Poucas horas antes de um concerto esgotado em Duluth, no estado de Geórgia, nos EUA, Kendrick Lamar falou com a revista Rolling Stone a propósito do mais recente álbum, DAMN.. Ler as respostas do rapper de Compton é encontrar um homem inteligente — dotado de muita inteligência emocional —, constantemente a reflectir e a pensar, muitas vezes fechado em si mesmo. Uma pessoa madura, consciente e resistente a tudo aquilo por que já passou, desde a violência nas ruas aos melhores amigos condenados, passando pelo desafio que o sucesso mundial na indústria da música impõe.

Lamar fala de como sempre se deu com miúdos mais velhos, de como está habituado a lidar com situações traumáticas desde a infância, da importância que teve a presença de um pai — ao contrário da maioria dos amigos — ou da viagem que fez a África, onde encontrou um sítio onde achou que pertencia.

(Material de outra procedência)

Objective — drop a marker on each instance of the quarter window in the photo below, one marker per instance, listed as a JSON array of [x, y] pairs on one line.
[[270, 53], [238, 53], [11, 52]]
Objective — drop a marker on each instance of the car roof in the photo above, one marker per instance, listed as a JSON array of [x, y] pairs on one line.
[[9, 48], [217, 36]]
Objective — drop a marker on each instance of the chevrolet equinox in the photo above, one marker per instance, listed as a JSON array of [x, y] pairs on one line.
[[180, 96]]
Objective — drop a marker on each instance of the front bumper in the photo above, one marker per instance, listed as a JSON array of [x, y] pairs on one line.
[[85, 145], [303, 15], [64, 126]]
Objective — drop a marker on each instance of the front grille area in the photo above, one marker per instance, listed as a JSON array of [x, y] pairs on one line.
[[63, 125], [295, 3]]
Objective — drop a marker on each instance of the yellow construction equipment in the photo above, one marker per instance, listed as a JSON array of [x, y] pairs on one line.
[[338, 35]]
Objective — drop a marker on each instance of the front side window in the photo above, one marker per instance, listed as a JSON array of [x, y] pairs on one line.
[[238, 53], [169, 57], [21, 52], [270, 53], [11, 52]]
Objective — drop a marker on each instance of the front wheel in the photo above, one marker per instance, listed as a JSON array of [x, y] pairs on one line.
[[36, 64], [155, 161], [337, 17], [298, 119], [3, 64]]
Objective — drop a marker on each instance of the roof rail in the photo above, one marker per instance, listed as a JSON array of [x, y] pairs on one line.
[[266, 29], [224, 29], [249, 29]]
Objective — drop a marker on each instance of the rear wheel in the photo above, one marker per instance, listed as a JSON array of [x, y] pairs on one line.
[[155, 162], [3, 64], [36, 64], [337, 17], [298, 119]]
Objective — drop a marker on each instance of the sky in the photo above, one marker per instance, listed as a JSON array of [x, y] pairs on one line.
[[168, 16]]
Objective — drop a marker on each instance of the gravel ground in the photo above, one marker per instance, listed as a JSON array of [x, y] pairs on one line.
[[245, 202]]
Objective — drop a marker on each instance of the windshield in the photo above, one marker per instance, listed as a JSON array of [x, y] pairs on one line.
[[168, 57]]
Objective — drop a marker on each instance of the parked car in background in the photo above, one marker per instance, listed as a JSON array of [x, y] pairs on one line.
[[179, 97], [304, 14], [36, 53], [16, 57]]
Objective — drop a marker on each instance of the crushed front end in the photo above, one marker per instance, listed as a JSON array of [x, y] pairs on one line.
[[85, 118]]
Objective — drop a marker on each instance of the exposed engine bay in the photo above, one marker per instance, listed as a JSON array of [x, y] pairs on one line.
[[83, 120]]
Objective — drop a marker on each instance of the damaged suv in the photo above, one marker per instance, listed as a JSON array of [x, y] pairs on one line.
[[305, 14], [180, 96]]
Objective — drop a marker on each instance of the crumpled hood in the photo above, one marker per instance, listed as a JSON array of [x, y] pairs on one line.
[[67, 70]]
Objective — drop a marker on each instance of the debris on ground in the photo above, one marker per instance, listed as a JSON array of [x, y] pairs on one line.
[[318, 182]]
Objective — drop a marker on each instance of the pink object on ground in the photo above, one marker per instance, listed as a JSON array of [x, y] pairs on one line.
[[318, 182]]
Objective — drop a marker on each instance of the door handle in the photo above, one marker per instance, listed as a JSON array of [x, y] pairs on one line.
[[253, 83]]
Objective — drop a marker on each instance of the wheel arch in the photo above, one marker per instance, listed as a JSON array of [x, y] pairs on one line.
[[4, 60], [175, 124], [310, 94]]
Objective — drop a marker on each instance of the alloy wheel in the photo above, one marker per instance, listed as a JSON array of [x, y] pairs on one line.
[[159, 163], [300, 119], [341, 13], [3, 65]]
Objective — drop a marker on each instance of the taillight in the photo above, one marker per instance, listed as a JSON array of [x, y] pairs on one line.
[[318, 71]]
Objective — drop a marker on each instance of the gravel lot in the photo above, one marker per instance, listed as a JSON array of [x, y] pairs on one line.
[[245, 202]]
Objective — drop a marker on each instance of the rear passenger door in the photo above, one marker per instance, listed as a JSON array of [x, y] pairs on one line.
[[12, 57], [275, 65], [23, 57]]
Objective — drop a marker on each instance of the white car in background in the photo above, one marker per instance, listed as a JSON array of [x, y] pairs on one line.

“Deu-me uma perspectiva completamente diferente sobre de onde eu sou. Sobre o que fazemos na cidade de Compton e de como o mundo é tão maior do que a cidade de Compton. E isso acompanhou-me para o estúdio.”

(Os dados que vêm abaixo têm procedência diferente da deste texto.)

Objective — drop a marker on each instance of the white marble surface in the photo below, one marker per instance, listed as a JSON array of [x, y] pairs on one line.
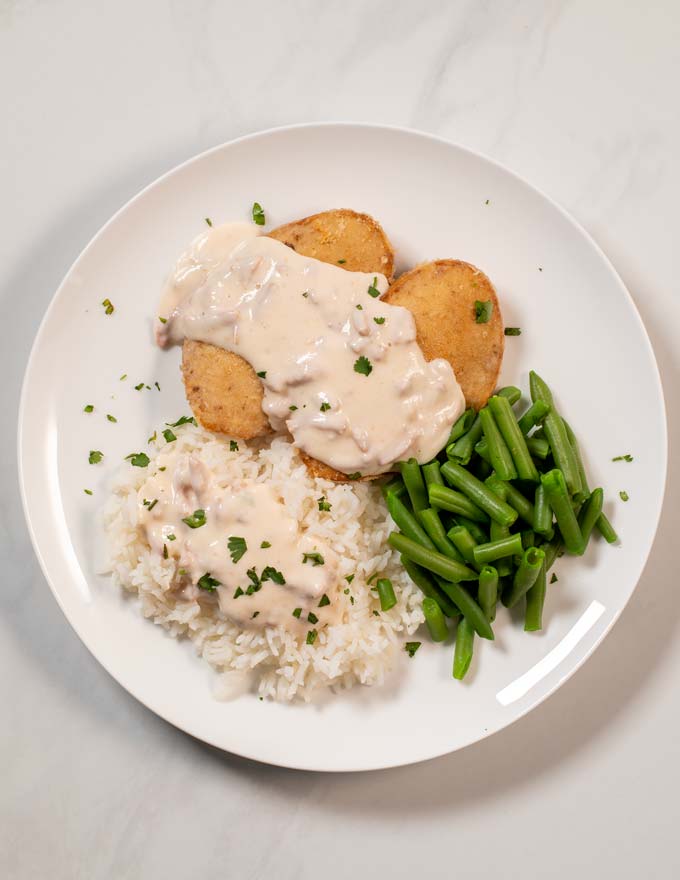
[[97, 99]]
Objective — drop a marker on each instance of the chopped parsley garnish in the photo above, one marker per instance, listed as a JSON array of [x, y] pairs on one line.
[[138, 459], [185, 420], [363, 365], [258, 214], [269, 573], [256, 583], [208, 583], [314, 558], [237, 548], [483, 310], [196, 520]]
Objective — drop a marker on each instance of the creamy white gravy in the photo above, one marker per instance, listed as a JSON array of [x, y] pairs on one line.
[[250, 514], [341, 370]]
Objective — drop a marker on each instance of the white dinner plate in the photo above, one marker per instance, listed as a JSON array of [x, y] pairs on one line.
[[580, 331]]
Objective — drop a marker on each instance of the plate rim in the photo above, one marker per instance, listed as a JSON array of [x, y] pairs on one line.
[[377, 127]]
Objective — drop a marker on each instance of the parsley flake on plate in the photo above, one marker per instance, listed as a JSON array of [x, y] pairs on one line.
[[314, 558], [138, 459], [483, 311], [196, 520], [208, 583], [258, 214], [269, 573], [237, 548], [363, 365]]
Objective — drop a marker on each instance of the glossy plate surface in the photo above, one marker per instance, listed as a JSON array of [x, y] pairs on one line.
[[580, 330]]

O derradeiro objectivo é simples, e é por isso que o rapper é tantas vezes visto como um preacher, um “monge” ou um “santo”, como lhe chamam na revista americana. “[…]Quero dar o máximo possível de mim, na esperança de passar à próxima geração, ou às próximas que forem, o conhecimento que tenho. Seja que situação fodida for, tudo se resume à evolução do homem. As pessoas vêem as coisas mal porque pensam que se trata da forma física. Não, é a evolução da mente. Enquanto me dedicar completamente ao meu potencial e a este dom, não há mais nada em que pensar. Durmo pacificamente.”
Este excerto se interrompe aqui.